Née le 3 octobre 1925, Simone Segouin fut élevée avec ses quatre frères dans la ferme familiale de Thivars en Eure-et-Loir. La guerre survenue, l’armée allemande installée au château voisin de Spoir demanda au père de Simone Segouin de leur fournir une liste de jeunes femmes pour rentrer à leur service. Ce dernier, communiste et résistant, en exclut sa fille, prétextant qu’elle était couturière et n’avait pas d’aptitude pour les tâches domestiques. La ruse fut démasquée quand les Allemands apportèrent du linge à repriser à la ferme familiale : la jeune fille s’enfuit sous un faux prétexte, en se cachant même de sa mère et de ses frères.
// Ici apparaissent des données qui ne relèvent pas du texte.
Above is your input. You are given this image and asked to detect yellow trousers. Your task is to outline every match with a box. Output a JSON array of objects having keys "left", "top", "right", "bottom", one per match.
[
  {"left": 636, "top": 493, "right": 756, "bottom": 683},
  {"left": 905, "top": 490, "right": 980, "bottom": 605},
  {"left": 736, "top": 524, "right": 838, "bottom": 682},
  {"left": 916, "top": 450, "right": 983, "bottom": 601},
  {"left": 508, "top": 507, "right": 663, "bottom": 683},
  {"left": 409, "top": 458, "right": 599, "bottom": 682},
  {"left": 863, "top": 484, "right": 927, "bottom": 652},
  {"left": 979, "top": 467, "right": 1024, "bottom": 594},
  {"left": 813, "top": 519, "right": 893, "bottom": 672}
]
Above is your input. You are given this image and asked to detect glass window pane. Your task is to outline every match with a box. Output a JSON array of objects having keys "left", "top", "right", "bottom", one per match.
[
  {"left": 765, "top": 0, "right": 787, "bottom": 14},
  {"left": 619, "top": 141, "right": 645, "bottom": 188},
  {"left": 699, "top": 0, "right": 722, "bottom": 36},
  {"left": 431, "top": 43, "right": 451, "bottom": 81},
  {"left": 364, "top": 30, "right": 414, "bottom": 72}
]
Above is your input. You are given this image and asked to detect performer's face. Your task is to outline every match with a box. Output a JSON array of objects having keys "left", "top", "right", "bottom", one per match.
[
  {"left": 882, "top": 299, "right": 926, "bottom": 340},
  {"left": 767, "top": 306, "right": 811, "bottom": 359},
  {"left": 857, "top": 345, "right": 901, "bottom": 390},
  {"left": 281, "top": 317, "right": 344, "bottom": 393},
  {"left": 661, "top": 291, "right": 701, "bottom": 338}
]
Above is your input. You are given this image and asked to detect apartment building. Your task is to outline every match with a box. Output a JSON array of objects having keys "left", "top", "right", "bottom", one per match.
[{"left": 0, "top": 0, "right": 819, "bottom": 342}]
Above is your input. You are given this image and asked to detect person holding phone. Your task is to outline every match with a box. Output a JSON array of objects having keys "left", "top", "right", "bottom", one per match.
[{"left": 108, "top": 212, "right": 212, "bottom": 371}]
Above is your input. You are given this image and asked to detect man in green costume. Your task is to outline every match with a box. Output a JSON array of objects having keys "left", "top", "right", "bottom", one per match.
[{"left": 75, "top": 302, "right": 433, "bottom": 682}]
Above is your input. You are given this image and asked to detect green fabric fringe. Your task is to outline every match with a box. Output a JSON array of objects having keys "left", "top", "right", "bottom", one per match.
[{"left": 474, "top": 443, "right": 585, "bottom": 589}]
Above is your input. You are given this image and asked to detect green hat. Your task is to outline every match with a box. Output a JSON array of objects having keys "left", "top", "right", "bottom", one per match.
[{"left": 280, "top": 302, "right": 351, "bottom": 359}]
A 18 ans, elle rejoignit les Francs-tireurs et partisans (FTP) et prit le nom de Nicole Minet, supposée être née à Dunkerque, où l’état-civil avait brûlé lors des bombardements et dont on pouvait dès lors se proclamer natif sans risque d’être contredit. Dans les rangs des FTP, elle eut pour supérieur le lieutenant Boursier, alias Germain, évadé des camps de travail allemands, qui devint bientôt son compagnon.
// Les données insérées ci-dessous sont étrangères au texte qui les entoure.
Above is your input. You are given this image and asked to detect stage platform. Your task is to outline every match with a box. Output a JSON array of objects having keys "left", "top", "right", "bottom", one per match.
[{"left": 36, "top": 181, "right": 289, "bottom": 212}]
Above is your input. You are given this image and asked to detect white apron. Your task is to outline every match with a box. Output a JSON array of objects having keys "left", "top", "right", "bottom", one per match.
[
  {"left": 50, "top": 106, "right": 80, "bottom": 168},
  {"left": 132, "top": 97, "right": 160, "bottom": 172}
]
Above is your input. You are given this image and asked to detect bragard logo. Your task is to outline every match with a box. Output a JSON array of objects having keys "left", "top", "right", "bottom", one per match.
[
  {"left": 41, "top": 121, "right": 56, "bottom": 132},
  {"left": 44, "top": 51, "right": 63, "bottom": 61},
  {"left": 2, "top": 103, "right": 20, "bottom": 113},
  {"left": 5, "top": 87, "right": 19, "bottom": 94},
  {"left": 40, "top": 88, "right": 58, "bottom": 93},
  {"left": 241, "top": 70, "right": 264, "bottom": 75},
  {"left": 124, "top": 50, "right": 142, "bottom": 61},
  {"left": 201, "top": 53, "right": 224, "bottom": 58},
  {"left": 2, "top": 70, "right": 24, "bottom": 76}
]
La suite de l’engagement résistant de Simone Segouin ne fut qu’une suite de bravoures secrètes et de coups d’éclats glorieux. Entre Dreux et Chartres, nommée agent de liaison du commandement du secteur sud, elle vola le vélo allemand de la correspondante de la Kommandantur pour accomplir ses différentes missions, du transport d’armes à la distribution de courrier clandestin. Arrêtée à Chartres en possession d’armes lors d’un contrôle, elle fut sauvée in extremis par le chaos consécutif à un bombardement anglais. Elle participa ensuite au sabotage des trains : les FTP, à court d’explosifs, déboulonnaient les trails, quand Simone était chargée de prévenir le chef de la gare voisine afin d’éviter le passage d’un train de voyageurs. Elle prit part, également, à la récupération d’évadés, qu’elle fit héberger dans la ferme familiale. A l’été 1944, elle prit les armes pour libérer Chartres. Germain apprit que quelques Allemands se cachaient dans un moulin vers Thivars. Nicole et lui s’en approchèrent pour découvrir que pas moins de 24 soldats de la Waffen-SS s’y dissimulaient. Germain entama le dialogue en allemand, tandis que Simone Segouin récupérait leurs armes, une à une, dans un moment suspendu où tout pouvait basculer. Finalement, le couple put emmener leurs deux douzaines de captifs pour les livrer à l’armée américaine. C’est avec l’une de ces armes allemandes, un pistolet mitrailleur, que quelques jours plus tard, elle fut photographiée dans Chartres libérée, quelques instants avant d’être la seule femme à défiler devant le général de Gaulle. A Chartres, Simone Segouin participa encore à la traque des derniers Allemands de la ville, puis intégra les troupes de libération de Paris, avec lesquelles elle fut acclamée le 25 août. Pour sa bravoure, elle fut aussitôt nommée sous-lieutenant, et fut décorée, en 1946, de la Croix de guerre par Charles Tillon, ministre de l’Armement et ancien chef des FTP.
La guerre terminée, Simone Segouin fit prendre un tour nouveau à son engagement pour les autres. Elle refusa longtemps d’évoquer son rôle devant ses enfants. Ni la Croix de guerre, ni son rang de chevalier de la Légion d’honneur, ni même une rue à son nom dans son village de Courville-sur-Eure ne pouvaient en effet la convaincre qu’elle avait accompli, durant ses années d’engagement et de combat, autre chose que son devoir patriotique.
Le Président de la République salue la mémoire d’une femme qui risqua tout pour défendre nos valeurs universelles et libérer la France. Il adresse à ses proches ses condoléances émues.